Regional to national growth stories and takeover targets are gems that Wall Street traders love to play. Anyone hunting for a company that offers a chance at both should take a good look at Conn's (NASDAQ:CONN).
Headquartered in Beaumont, Texas, Conn's is an appliance and electronics store aimed at creating a more personal atmosphere than can be had at larger box stores like Lowe's (NYSE:LOW) or The Home Depot (NYSE:HD). Evidently, they've had immense success. Since 2000, Conn's has doubled the amount of stores it has operating as it has grown from 28 to 56 locations. Gross revenues have also doubled in the same time while total debt is only a third of what it was five years ago. Today, Conn's ranks as the 8th largest appliance and 66th largest consumer electronics retailer in the country.
Many of the company's locations are situated in the Gulf Coast area, with a major presence in both Houston and Baton Rouge. Conn's benefited greatly from the increase in sales due to the destruction of Hurricane Rita and stands to gain even more as the hurricane season picks back up in June.

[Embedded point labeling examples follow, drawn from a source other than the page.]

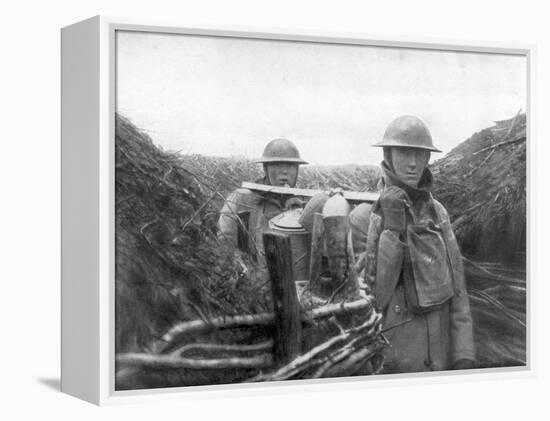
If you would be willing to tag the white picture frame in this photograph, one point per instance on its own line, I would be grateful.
(88, 113)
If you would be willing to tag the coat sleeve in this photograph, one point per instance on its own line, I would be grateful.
(240, 200)
(461, 325)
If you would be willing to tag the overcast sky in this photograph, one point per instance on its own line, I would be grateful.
(225, 97)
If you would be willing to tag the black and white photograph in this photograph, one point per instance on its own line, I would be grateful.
(290, 210)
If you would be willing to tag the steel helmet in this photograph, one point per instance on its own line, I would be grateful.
(408, 131)
(281, 150)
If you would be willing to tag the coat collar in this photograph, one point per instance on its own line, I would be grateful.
(422, 192)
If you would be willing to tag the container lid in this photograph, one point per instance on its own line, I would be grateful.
(287, 221)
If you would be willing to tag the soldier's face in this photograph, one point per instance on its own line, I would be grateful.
(282, 173)
(409, 164)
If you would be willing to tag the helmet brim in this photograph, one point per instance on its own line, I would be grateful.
(275, 159)
(395, 144)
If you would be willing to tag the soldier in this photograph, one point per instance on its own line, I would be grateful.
(413, 262)
(245, 215)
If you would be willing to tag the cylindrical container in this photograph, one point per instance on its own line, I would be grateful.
(338, 244)
(300, 240)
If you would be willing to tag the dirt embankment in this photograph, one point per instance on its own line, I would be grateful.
(482, 183)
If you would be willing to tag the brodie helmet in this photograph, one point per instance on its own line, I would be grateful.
(281, 150)
(408, 131)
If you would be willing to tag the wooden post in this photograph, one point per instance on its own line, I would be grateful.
(288, 326)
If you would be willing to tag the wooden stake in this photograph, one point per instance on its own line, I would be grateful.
(288, 327)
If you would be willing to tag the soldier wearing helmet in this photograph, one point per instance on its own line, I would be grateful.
(413, 263)
(245, 214)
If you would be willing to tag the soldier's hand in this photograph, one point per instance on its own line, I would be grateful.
(392, 203)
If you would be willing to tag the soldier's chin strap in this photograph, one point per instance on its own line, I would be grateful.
(294, 203)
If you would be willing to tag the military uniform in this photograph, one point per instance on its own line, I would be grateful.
(435, 339)
(244, 219)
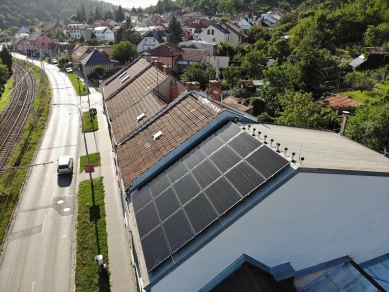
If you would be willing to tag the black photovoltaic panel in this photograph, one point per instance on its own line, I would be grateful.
(225, 158)
(205, 173)
(211, 144)
(244, 178)
(167, 203)
(222, 195)
(244, 144)
(200, 213)
(267, 162)
(228, 131)
(178, 230)
(186, 188)
(155, 248)
(159, 184)
(194, 157)
(140, 198)
(147, 219)
(176, 171)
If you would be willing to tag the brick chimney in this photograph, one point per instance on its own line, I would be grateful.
(167, 69)
(173, 90)
(215, 89)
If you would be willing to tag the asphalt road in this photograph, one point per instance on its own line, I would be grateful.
(39, 252)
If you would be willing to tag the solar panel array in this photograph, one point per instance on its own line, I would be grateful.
(199, 188)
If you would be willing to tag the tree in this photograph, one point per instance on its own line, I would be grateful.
(370, 126)
(175, 31)
(124, 52)
(301, 110)
(200, 73)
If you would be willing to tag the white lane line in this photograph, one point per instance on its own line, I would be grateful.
(43, 225)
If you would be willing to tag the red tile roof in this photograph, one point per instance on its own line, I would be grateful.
(340, 102)
(178, 122)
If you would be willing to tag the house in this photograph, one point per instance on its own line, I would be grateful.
(151, 40)
(93, 59)
(39, 43)
(168, 53)
(104, 34)
(78, 30)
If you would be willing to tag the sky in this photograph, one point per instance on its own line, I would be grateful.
(133, 3)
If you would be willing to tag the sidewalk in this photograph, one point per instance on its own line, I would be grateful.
(122, 274)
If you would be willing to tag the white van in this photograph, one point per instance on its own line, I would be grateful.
(65, 165)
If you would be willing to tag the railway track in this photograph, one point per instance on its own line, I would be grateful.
(13, 118)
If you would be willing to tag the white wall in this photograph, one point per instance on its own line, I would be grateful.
(312, 219)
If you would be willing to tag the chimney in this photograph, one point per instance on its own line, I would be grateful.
(173, 90)
(344, 121)
(167, 69)
(215, 89)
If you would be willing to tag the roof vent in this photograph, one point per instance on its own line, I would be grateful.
(141, 116)
(121, 75)
(157, 135)
(128, 76)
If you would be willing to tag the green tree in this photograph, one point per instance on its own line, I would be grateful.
(175, 31)
(300, 109)
(370, 126)
(124, 52)
(200, 73)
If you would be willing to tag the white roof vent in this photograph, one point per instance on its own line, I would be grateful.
(141, 116)
(157, 135)
(128, 76)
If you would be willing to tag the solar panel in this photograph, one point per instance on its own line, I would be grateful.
(211, 144)
(200, 213)
(225, 158)
(167, 203)
(244, 144)
(194, 157)
(228, 131)
(176, 171)
(205, 173)
(140, 198)
(178, 230)
(244, 178)
(155, 248)
(222, 195)
(267, 162)
(159, 184)
(186, 188)
(147, 219)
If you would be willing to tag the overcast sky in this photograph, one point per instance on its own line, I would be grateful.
(133, 3)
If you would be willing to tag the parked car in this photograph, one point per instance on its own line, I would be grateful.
(65, 165)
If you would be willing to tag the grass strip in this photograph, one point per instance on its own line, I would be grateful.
(91, 238)
(93, 158)
(91, 123)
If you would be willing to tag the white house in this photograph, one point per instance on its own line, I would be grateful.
(104, 33)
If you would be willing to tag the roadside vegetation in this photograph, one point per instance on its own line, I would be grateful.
(93, 158)
(91, 238)
(12, 181)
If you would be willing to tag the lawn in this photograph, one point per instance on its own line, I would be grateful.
(93, 158)
(91, 123)
(91, 238)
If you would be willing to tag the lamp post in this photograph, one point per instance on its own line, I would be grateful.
(86, 146)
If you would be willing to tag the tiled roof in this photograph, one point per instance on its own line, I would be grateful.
(178, 122)
(166, 50)
(193, 54)
(340, 102)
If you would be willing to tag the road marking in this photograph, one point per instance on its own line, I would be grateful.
(43, 225)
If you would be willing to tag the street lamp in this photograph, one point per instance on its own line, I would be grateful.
(86, 147)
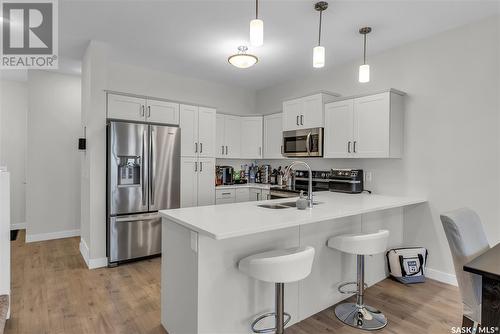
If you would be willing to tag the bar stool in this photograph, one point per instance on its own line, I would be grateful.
(279, 267)
(358, 314)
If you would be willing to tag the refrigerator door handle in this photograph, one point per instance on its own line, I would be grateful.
(143, 162)
(153, 166)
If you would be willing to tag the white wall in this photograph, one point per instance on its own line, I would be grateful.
(452, 127)
(99, 73)
(53, 160)
(13, 132)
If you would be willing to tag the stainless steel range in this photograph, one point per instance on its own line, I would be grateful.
(143, 177)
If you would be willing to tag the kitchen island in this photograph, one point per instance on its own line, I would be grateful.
(202, 290)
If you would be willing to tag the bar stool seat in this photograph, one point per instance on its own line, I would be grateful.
(279, 267)
(358, 314)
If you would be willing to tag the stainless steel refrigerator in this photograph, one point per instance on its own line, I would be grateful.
(143, 176)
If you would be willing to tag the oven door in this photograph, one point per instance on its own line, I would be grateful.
(303, 143)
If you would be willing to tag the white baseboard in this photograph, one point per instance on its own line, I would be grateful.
(441, 276)
(91, 263)
(52, 235)
(18, 226)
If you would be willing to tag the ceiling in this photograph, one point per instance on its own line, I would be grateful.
(194, 38)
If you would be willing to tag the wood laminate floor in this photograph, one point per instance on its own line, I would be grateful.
(54, 292)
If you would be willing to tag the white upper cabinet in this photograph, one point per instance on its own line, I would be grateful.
(197, 131)
(251, 137)
(189, 130)
(206, 181)
(338, 132)
(305, 112)
(273, 136)
(126, 107)
(142, 110)
(220, 144)
(228, 138)
(162, 112)
(365, 127)
(206, 131)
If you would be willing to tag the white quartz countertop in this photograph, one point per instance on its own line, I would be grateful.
(264, 186)
(239, 219)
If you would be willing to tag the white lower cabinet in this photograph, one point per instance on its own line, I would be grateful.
(365, 127)
(197, 181)
(241, 194)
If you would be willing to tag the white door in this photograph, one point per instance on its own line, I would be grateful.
(232, 131)
(220, 144)
(189, 182)
(207, 132)
(162, 112)
(292, 110)
(206, 181)
(339, 129)
(251, 138)
(371, 126)
(312, 112)
(189, 130)
(126, 107)
(273, 136)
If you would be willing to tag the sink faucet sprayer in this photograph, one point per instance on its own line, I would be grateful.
(309, 191)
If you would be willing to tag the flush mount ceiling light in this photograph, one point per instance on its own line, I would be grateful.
(364, 70)
(242, 59)
(256, 28)
(319, 51)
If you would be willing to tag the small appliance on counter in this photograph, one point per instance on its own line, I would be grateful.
(224, 175)
(346, 181)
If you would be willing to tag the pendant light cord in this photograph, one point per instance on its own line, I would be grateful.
(364, 50)
(319, 34)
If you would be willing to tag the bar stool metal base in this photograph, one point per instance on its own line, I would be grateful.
(271, 329)
(362, 317)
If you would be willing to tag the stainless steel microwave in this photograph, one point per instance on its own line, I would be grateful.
(303, 143)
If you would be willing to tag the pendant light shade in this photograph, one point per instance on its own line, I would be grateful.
(319, 51)
(318, 56)
(242, 59)
(256, 28)
(364, 70)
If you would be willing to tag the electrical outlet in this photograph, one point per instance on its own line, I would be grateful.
(368, 177)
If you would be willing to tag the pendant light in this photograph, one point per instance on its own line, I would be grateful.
(242, 59)
(364, 70)
(319, 51)
(256, 28)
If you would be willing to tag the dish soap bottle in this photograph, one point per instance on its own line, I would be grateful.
(302, 201)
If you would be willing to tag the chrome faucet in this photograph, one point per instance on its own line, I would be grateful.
(309, 191)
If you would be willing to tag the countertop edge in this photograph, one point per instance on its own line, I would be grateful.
(223, 236)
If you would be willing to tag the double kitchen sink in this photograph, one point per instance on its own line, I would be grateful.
(286, 205)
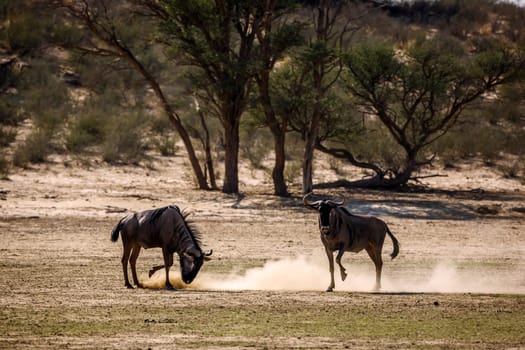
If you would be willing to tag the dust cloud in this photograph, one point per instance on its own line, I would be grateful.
(311, 274)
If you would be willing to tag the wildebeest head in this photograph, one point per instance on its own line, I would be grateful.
(191, 262)
(324, 207)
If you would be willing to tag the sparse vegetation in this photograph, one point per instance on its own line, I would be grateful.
(74, 94)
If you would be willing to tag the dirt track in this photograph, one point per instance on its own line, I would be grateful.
(460, 268)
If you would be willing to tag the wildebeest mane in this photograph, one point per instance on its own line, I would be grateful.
(155, 214)
(190, 226)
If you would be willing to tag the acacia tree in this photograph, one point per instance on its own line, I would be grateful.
(419, 95)
(103, 24)
(321, 65)
(274, 38)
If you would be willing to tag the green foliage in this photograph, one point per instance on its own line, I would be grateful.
(124, 141)
(87, 130)
(35, 149)
(166, 146)
(256, 144)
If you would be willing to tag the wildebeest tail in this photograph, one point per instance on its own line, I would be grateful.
(395, 242)
(116, 230)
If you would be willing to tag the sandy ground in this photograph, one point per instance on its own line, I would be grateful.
(463, 234)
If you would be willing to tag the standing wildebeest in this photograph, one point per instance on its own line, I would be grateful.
(345, 232)
(165, 228)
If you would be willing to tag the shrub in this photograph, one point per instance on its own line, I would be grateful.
(123, 139)
(165, 144)
(88, 130)
(34, 149)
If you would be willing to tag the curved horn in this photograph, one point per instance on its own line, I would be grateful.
(307, 203)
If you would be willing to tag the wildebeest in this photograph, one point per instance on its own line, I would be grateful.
(165, 228)
(345, 232)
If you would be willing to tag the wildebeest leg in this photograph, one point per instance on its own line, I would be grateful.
(133, 262)
(330, 255)
(168, 261)
(375, 255)
(338, 260)
(125, 258)
(155, 269)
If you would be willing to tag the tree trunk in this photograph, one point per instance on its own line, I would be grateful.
(207, 151)
(279, 183)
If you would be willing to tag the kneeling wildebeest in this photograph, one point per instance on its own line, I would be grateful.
(345, 232)
(165, 228)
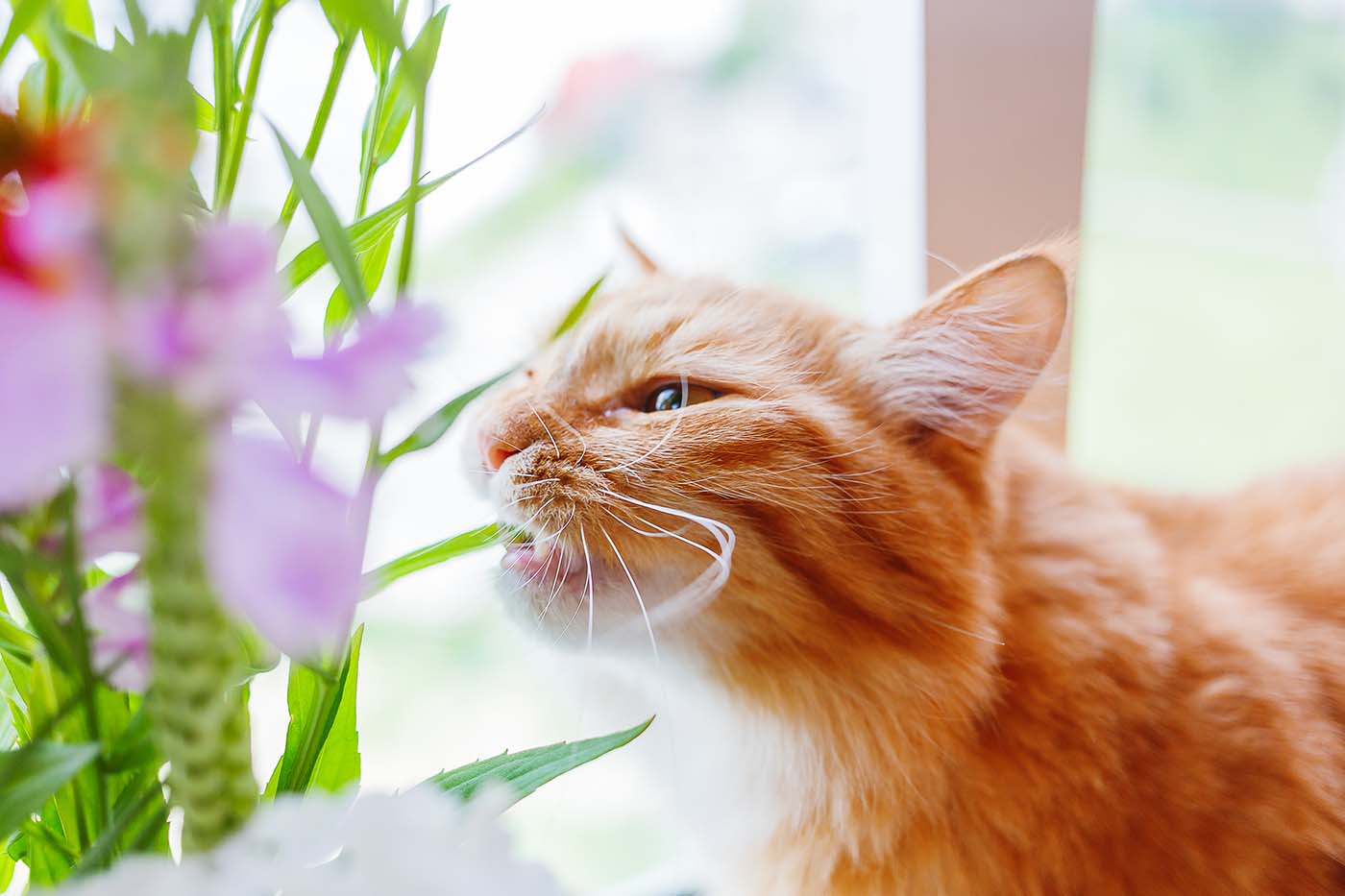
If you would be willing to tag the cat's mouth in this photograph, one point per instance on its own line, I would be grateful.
(541, 563)
(540, 557)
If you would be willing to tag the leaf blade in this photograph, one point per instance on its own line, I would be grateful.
(525, 771)
(331, 234)
(33, 774)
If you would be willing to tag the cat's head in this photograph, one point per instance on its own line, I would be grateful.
(730, 472)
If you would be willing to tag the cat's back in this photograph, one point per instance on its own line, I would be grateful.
(1281, 537)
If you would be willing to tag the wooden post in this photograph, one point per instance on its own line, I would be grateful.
(1006, 96)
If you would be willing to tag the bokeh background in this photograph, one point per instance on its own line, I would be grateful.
(735, 136)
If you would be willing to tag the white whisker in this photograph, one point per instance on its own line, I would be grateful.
(648, 626)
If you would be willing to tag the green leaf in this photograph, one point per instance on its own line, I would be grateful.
(372, 267)
(577, 308)
(205, 113)
(315, 708)
(332, 237)
(407, 85)
(376, 19)
(339, 761)
(524, 772)
(131, 806)
(15, 640)
(24, 13)
(439, 423)
(33, 774)
(366, 231)
(380, 577)
(91, 64)
(134, 745)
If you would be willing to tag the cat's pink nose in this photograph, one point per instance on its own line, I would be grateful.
(495, 451)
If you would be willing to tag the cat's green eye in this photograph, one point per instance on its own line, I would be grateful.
(675, 395)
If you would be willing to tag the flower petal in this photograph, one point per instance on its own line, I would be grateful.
(360, 381)
(53, 400)
(282, 547)
(117, 614)
(110, 512)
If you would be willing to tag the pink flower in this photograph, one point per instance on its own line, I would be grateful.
(226, 339)
(359, 381)
(53, 390)
(282, 547)
(108, 512)
(117, 615)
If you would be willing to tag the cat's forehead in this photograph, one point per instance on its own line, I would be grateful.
(696, 327)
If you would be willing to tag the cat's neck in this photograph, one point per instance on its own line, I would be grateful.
(881, 727)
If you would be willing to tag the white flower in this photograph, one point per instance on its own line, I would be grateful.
(417, 842)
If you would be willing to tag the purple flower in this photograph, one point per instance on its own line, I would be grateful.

The profitability and growth capability in the Conn's franchise makes it attractive to investors and acquisition activity alike. It doesn't seem unlikely to suggest that a buy-out offer could surface inside the next 2-3 years. However there is a concern of just how much of this attractive growth can continue. The appliance and home wares segment is very competitive with the likes of Wal-Mart (NYSE:WMT) and home improvement stores doing their best to give it to the little guy. And competing with Best Buy (NYSE:BBY) and Circuit City (NYSE:CC) for electronics dollars is almost always an exercise in masochism.
Nevertheless, with a P/E in the low 20s and projected growth to be in the 30 percent range, we believe Conn's could be a $45 stock by the middle of the year.
(At the time of publication, author Tanner Callais was not long shares of CONN).